A relação entre os mapuches e o governo chileno piorou quando algum líder do golpe se refugiou em sua área e se aliou ao povo indígena para se levantar. O que acabou decidindo o governo a intervir na área foi a aparência de um francês que tentou criar um reino na área.

Antecedentes

No momento em que a ocupação ocorreu, estima-se que mais de 100.000 indígenas residissem na área. As aldeias mais numerosas foram as Mapuche e Pehuenche, ambas com uma grande tradição cultural.

A Araucanía foi um dos territórios que ofereceu mais resistência à conquista espanhola . De fato, ele manteve sua rebelião desde a Guerra de Arauco contra os conquistadores.

Apesar de sua inferioridade em armas, eles mantiveram alguma independência desde então, sem que ninguém conseguisse derrotá-los completamente.

Depois da independência

Quando o Chile alcançou sua independência , já durante a era republicana, houve uma tentativa de negociação entre o governo central e os mapuches localizados ao sul do rio Biobío.

O objetivo dessas conversas era chegar a um acordo sobre a relação entre a república e os povos indígenas. Como resultado, o Parlamento Tapihue foi realizado.

No entanto, alguns eventos subsequentes fizeram o governo chileno enviar tropas para a área de fronteira.

Mais tarde, quando a Revolução de 1851 estourou, o líder do golpe conseguiu o apoio de vários líderes mapuche para lutar contra o governo. A insurreição foi derrotada, mas os chefes indígenas não quiseram se render.

Em vez disso, eles recuaram para a fronteira acompanhados por soldados rebeldes. Lá, muitos estavam envolvidos em pilhagem por 4 anos.Para acabar com esses bandidos, o exército destinou outro batalhão a essa área, permanecendo lá até janeiro de 1856.

Quando a Revolução de 1859 chegou, os nativos ficaram do lado dos liberais que estrelaram a rebelião, aumentando as tensões com o governo central.

Problemas com colonos

Os povos indígenas enfrentaram um problema adicional além de seus conflitos com as autoridades chilenas. Desde a corrida do ouro de 1848, houve um grande boom no plantio de cereais.

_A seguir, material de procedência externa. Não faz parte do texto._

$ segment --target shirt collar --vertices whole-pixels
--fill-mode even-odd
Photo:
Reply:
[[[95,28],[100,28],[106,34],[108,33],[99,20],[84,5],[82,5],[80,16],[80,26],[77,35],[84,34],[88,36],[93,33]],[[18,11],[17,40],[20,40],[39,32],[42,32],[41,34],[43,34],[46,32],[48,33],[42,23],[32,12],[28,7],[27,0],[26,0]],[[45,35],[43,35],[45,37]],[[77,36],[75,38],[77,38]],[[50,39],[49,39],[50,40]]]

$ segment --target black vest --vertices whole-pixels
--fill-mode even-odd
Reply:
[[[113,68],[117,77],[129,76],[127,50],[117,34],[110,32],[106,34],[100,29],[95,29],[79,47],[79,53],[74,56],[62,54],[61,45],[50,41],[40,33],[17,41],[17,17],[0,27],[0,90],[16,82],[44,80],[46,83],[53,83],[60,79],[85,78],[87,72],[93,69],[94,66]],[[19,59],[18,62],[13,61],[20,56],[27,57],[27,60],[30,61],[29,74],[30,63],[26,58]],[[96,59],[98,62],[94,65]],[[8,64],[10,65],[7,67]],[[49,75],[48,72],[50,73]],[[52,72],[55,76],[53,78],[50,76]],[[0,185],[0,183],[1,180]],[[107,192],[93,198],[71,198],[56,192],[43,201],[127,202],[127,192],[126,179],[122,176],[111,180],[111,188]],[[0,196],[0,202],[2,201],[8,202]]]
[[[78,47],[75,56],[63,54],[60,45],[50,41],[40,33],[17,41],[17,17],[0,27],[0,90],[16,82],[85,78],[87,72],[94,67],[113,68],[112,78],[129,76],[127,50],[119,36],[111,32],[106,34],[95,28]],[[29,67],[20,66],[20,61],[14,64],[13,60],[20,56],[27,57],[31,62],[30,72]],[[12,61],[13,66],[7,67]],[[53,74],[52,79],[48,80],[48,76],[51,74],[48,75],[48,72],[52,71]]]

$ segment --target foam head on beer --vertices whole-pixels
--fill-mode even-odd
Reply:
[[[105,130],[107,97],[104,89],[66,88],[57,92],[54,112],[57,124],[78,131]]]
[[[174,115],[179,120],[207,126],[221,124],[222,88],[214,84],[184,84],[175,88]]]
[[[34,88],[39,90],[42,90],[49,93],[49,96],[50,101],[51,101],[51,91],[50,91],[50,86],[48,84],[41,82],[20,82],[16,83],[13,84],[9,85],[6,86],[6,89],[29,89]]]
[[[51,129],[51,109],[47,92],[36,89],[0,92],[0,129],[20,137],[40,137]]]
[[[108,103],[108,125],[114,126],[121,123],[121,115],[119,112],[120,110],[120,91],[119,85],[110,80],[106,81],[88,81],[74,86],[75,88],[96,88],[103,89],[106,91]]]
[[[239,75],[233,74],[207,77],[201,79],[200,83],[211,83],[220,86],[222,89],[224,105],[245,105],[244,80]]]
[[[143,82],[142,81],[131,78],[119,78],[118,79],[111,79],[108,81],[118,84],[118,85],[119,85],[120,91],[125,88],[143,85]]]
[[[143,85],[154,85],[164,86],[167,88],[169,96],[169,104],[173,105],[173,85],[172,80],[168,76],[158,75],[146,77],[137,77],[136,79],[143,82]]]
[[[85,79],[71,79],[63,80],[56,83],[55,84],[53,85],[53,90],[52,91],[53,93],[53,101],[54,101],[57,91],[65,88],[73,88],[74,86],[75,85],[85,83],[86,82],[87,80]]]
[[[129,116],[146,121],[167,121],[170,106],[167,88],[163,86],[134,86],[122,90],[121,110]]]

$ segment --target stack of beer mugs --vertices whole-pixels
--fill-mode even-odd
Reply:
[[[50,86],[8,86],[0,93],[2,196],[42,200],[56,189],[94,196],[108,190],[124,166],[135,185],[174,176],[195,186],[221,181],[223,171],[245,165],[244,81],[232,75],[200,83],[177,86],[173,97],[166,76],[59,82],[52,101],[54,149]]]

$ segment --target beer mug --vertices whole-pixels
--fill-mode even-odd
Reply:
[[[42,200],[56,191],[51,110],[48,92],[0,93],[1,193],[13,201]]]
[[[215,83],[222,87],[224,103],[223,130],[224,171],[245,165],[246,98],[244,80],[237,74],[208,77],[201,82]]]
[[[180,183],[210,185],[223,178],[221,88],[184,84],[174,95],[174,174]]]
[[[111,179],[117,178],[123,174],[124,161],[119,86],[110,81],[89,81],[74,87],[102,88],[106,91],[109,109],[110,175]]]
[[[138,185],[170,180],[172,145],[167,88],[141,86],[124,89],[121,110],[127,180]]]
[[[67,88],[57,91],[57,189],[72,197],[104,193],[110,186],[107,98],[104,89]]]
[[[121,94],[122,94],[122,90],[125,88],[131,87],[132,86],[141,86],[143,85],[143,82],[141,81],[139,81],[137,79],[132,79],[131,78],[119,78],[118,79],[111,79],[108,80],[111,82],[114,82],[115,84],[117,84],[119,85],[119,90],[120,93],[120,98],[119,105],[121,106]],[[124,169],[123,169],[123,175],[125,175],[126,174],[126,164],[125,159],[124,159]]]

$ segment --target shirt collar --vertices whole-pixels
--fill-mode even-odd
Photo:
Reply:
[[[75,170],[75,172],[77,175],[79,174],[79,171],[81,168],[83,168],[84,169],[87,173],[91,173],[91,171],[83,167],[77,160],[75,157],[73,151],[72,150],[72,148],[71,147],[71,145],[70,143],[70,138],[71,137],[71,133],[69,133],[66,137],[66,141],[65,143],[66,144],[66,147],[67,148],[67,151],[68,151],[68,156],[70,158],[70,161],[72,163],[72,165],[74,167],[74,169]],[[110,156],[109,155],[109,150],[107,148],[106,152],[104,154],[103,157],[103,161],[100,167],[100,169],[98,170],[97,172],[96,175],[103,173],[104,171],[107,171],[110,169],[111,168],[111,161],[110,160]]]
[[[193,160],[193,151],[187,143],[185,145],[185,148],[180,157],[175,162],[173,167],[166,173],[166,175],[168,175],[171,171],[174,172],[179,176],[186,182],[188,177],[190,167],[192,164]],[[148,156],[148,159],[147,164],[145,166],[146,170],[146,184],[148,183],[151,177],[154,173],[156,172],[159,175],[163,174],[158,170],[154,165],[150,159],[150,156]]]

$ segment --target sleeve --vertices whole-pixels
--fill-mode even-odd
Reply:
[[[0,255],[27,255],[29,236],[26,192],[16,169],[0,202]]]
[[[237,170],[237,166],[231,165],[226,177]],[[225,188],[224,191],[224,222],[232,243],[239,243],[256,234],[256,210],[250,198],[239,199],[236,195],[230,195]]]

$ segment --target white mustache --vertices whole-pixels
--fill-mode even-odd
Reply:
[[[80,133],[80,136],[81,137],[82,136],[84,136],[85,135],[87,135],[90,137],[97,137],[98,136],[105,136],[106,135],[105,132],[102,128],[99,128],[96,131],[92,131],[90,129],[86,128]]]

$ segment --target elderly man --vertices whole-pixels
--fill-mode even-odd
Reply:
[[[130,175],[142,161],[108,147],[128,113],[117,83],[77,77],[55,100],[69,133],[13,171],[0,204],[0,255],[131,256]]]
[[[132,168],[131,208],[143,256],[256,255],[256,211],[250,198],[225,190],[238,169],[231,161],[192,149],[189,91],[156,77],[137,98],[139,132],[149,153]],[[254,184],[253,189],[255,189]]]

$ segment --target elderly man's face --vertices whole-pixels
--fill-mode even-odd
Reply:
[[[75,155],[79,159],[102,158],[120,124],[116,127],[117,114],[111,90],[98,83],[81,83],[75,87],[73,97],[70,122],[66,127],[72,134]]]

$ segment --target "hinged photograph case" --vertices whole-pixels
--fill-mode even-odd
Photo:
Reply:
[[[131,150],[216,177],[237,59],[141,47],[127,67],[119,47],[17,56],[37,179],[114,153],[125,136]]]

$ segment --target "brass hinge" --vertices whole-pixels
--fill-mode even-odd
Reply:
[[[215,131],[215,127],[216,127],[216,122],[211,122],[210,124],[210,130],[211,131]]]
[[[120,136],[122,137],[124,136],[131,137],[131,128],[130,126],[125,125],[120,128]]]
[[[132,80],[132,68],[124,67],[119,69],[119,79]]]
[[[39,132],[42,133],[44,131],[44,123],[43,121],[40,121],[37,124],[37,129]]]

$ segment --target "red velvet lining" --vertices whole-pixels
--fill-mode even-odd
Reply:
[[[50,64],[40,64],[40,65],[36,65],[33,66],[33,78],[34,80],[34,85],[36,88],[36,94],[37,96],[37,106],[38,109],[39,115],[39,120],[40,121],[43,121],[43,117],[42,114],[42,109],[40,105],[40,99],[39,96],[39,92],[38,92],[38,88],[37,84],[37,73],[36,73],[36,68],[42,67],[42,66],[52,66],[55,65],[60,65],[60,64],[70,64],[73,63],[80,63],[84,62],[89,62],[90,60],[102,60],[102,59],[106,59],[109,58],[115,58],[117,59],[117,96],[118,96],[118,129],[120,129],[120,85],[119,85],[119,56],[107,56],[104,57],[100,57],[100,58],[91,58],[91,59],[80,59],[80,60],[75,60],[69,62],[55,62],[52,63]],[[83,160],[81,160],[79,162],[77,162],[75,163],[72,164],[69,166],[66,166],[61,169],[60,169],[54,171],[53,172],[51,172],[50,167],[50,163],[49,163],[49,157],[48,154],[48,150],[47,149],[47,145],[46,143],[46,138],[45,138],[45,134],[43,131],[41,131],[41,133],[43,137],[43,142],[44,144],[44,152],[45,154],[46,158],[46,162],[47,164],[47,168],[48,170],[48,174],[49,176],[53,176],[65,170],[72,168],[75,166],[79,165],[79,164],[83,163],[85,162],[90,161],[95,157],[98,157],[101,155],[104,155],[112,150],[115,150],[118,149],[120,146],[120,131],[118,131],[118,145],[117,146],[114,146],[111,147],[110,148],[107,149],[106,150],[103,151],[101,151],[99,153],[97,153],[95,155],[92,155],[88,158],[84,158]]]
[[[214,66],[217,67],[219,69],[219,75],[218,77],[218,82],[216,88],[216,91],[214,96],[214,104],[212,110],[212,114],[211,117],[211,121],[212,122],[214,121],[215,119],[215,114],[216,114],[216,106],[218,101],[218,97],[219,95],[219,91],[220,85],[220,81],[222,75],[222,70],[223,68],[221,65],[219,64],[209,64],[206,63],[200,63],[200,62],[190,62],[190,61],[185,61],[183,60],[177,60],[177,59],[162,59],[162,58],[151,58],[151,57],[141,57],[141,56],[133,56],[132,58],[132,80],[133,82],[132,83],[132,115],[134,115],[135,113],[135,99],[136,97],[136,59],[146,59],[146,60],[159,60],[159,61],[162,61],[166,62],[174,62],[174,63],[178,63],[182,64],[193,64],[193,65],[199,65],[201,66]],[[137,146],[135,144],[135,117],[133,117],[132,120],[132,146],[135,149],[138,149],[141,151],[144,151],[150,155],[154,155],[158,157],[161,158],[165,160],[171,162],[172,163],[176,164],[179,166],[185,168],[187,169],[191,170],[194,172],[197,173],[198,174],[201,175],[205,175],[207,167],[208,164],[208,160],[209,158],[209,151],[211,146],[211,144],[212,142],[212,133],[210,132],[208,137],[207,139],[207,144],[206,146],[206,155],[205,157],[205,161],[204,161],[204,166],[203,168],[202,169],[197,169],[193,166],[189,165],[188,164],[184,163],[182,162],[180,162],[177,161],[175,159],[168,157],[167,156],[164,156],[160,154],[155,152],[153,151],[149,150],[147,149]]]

Alguns colonos se mudaram para cultivá-lo em Araucanía, onde não tinham escrúpulos para fraudar os nativos para conseguir terra.

Causas

Instabilidade na área

Como mencionado anteriormente, a independência do Chile não se desenvolveu da mesma maneira em todo o território.

Nas zonas central e norte, foi criada uma administração sob o governo central. No sul, no entanto, as autoridades deixaram de exercer controle efetivo.

A causa dessa instabilidade não se deveu apenas aos índios mapuche, sempre relutantes em perder a independência, mas também ao número de bandidos, soldados fugitivos e rebeldes que estavam na área atacando as haciendas.

O apoio às revoltas de 1851 e 1859 tornou a situação ainda pior. Os nativos tomaram partido de acordo com seus interesses, mas serviram apenas para fazer o governo central decidir agir contra eles.

Interesse econômico

Outra causa da ocupação de Araucanía foi a riqueza de seus recursos naturais . O Chile logo percebeu a fertilidade dos campos que estavam na área. Vocês eram terras que, além disso, os mapuches não cultivavam.

Por outro lado, o país queria buscar mais possibilidades de desenvolvimento econômico para completar os benefícios que o salitre deixava.

No plano que as autoridades chilenas elaboraram foi a criação de cidades e a instalação de infra-estrutura de comunicações e transporte.

Quanto às terras conquistadas, a intenção era transferi-las gratuitamente para os colonos, a fim de atrair população e começar a cultivar trigo.

Orélie Antoine de Tounens

Embora tenha sido considerado pouco provável, havia a preocupação de que outro país tentasse tomar a área, o que significaria dividir o território chileno em dois. Isso nunca aconteceu, mas houve um evento que colocou o governo em alerta.

Um francês, chamado Orélie Antoine de Tounens, apareceu de repente na região em 1861. Em pouco tempo, conseguiu que os nativos o nomeassem regente de um reino que ele inventou, o de Araucanía e Patagonia. O aventureiro recebeu o nome de Orélie Antoine I.

Consequências

Unificação de país

Quando a ocupação terminou em 1861, o principal objetivo dos chilenos havia sido alcançado: o país tinha total soberania sobre todo o território.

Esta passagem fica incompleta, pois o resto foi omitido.